Radial glia require PDGFD–PDGFRβ signalling in human but not mouse neocortex p.264

Evolutionary expansion of the human neocortex underlies many of our unique mental abilities. This expansion has been attributed to the increased proliferative potential of radial glia (RG; neural stem cells) and their subventricular dispersion from the periventricular niche during neocortical development. Such adaptations may have evolved through gene expression changes in RG. However, whether or how RG gene expression varies between humans and other species is unknown. Here we show that the transcriptional profiles of human and mouse neocortical RG are broadly conserved during neurogenesis, yet diverge for specific signalling pathways. By analysing differential gene co-expression relationships between the species, we demonstrate that the growth factor PDGFD is specifically expressed by RG in human, but not mouse, corticogenesis. We also show that the expression domain of PDGFRβ, the cognate receptor for PDGFD, is evolutionarily divergent, with high expression in the germinal region of dorsal human neocortex but not in the mouse. Pharmacological inhibition of PDGFD–PDGFRβ signalling in slice culture prevents normal cell cycle progression of neocortical RG in human, but not mouse.
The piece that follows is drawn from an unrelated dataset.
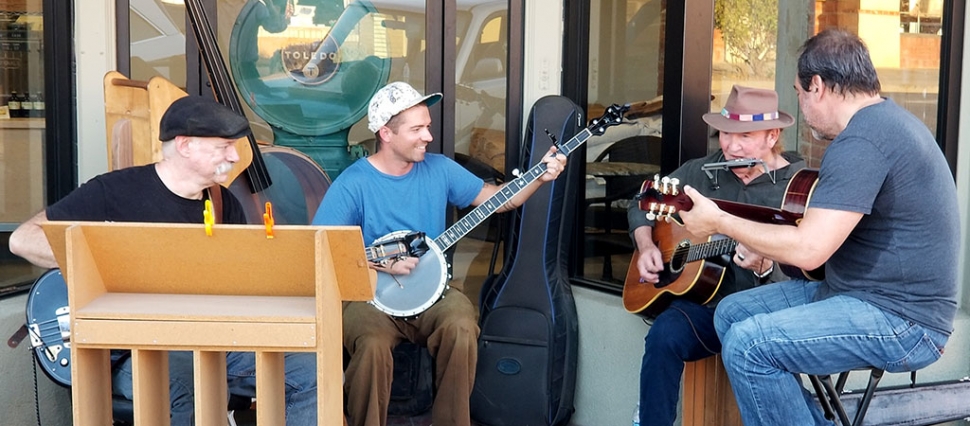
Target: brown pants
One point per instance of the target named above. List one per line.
(450, 331)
Conversely, injection of recombinant PDGFD or ectopic expression of constitutively active PDGFRβ in developing mouse neocortex increases the proportion of RG and their subventricular dispersion. These findings highlight the requirement of PDGFD–PDGFRβ signalling for human neocortical development and suggest that local production of growth factors by RG supports the expanded germinal region and progenitor heterogeneity of species with large brains.

doi: 10.1038/nature13973

The participation of cortical amygdala in innate, odour-driven behaviour p.269

Innate behaviours are observed in naive animals without prior learning or experience, suggesting that the neural circuits that mediate these behaviours are genetically determined and stereotyped. The neural circuits that convey olfactory information from the sense organ to the cortical and subcortical olfactory centres have been anatomically defined, but the specific pathways responsible for innate responses to volatile odours have not been identified. Here we devise genetic strategies that demonstrate that a stereotyped neural circuit that transmits information from the olfactory bulb to cortical amygdala is necessary for innate aversive and appetitive behaviours. Moreover, we use the promoter of the activity-dependent gene arc to express the photosensitive ion channel, channelrhodopsin, in neurons of the cortical amygdala activated by odours that elicit innate behaviours. Optical activation of these neurons leads to appropriate behaviours that recapitulate the responses to innate odours. These data indicate that the cortical amygdala plays a critical role in generating innate odour-driven behaviours but do not preclude its participation in learned olfactory behaviours.